Published in year 1977.
Edition number 99 of 110. Editor is Yves Rivière.
Signed by the artist right under.
Numbered on the left’ 99/110
Image area 66,0 x 50,0 cm.
External dimensions 76,5 x 56,5 cm
Condition:
Lithograph L’Eloge de la Folie is in good condition.
The only comment is that the original sheet had a size of 79 x 61.5 cm. This has been reduced by the previous owner to 76.5 x 56.5 cm. However, space at the bottom is larger than at the top, so this is perfect because of the signature at the bottom. So if a new passe-partout is placed over it, it will fit well if full space is used.
KAREL APPEL
Karel Appel, born April 25, 1921, was one of the most important painters of the post-war era in the Netherlands. Known for his colorful personality and for his fluid, spontaneous approach to his paintings. He believed in an entirely unskilled form of creative expression. And looked for inspiration to the art produced by children and artists who worked outside the canon (folk artists).
As a founding member of the CoBrA group, Karel Appel, together with his Dutch compatriots Corneille Guillaume Beverloo and Constant Nieuwenhuys, he developed a radically new approach to painting. In 1949 Cobra was given an exhibition in the Stedelijk Museum in Amsterdam. The exhibition was received very negatively. Disappointed, Appel settled in Paris in 1950. Karel Appel’s international breakthrough started around 1953 when his work was shown at the São Paulo Biennale. In 1954 there were solo exhibitions by Appel in Paris and New York, and in 1968 there finally was a solo exhibition at the Stedelijk Museum in Amsterdam.

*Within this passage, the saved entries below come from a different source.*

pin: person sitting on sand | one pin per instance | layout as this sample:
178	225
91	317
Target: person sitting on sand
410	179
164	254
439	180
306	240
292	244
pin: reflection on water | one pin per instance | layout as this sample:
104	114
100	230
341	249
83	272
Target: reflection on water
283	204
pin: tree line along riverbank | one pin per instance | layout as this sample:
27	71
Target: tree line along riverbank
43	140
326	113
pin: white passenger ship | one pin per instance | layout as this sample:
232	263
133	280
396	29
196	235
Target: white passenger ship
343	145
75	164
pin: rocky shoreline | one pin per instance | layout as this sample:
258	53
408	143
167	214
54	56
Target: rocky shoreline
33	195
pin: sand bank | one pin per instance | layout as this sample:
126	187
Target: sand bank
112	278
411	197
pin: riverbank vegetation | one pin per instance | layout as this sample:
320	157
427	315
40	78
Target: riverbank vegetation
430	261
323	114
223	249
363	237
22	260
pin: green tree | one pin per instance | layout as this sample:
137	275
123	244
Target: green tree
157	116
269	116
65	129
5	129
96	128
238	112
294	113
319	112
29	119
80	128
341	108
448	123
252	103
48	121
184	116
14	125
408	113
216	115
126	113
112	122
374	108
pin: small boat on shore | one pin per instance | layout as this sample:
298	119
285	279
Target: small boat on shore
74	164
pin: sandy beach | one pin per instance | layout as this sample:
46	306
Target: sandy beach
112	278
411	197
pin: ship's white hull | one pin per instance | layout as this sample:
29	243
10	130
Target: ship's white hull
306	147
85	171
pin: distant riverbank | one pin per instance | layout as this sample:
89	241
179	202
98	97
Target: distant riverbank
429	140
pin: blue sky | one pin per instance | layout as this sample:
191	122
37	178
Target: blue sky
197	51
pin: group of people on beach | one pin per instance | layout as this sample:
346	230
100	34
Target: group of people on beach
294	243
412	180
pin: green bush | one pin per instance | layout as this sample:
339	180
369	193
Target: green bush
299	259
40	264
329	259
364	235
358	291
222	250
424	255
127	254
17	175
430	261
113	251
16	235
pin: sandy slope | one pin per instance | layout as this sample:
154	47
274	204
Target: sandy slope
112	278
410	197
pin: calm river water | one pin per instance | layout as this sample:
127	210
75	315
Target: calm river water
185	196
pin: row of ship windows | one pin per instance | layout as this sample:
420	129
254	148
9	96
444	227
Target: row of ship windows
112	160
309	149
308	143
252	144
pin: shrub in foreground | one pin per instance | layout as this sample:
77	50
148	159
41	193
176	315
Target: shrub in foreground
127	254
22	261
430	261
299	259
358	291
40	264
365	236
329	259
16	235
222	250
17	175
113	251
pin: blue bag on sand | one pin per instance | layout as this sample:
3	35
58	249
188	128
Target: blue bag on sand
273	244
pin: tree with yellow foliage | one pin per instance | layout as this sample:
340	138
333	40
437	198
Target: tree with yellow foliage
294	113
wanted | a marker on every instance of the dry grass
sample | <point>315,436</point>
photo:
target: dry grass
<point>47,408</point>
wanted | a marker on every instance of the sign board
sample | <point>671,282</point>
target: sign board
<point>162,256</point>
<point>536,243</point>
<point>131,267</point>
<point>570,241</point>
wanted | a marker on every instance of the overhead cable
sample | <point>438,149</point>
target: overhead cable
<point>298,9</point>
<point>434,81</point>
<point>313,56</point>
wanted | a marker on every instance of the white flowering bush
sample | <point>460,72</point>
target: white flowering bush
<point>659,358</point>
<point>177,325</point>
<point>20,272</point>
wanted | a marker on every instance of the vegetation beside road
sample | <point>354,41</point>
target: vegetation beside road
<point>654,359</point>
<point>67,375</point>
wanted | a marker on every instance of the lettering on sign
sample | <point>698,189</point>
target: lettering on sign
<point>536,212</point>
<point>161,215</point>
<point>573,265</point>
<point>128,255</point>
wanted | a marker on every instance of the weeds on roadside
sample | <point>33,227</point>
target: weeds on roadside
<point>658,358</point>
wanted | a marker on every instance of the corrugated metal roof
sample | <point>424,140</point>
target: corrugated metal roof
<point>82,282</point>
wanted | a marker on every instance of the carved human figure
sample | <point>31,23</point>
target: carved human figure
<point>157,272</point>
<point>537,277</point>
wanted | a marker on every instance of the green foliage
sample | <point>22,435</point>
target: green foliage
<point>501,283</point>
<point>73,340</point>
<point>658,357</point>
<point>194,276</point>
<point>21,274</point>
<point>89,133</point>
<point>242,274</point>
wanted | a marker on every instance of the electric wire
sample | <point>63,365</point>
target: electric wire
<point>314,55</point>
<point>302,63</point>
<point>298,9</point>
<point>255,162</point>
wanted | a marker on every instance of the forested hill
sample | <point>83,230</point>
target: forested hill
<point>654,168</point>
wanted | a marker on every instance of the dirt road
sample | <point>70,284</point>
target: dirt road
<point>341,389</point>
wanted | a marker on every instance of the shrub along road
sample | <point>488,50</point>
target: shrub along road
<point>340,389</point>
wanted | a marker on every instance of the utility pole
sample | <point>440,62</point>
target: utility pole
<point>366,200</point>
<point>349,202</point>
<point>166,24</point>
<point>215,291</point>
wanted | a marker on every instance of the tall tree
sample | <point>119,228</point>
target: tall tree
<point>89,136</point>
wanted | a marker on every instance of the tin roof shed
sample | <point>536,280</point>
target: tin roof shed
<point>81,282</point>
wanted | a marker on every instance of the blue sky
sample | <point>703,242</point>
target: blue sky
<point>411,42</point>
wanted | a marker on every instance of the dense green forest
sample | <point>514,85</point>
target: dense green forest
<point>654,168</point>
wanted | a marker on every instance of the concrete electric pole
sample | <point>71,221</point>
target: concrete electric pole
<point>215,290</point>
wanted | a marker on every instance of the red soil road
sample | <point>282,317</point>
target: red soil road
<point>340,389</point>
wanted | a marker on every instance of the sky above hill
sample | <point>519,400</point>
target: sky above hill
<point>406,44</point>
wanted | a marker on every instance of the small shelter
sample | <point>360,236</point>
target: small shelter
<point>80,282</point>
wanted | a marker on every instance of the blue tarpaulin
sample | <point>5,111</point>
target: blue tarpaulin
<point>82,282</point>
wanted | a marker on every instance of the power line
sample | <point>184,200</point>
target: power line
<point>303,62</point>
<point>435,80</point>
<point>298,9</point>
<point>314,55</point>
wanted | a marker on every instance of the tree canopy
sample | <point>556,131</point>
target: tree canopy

Around 1990 Appel had four studios, in Monaco, New York, Connecticut and Mercatale Valdarno (Tuscany). He mainly used his studio in New York to experiment with his painting. And he worked out these experiments from New York in his other studios there. Works with the same theme then got, for example, their own character through a different light in Tuscany.
Karel Appel died on May 3, 2006 and was buried privately at the cemetery of Père-Lachaise in Paris.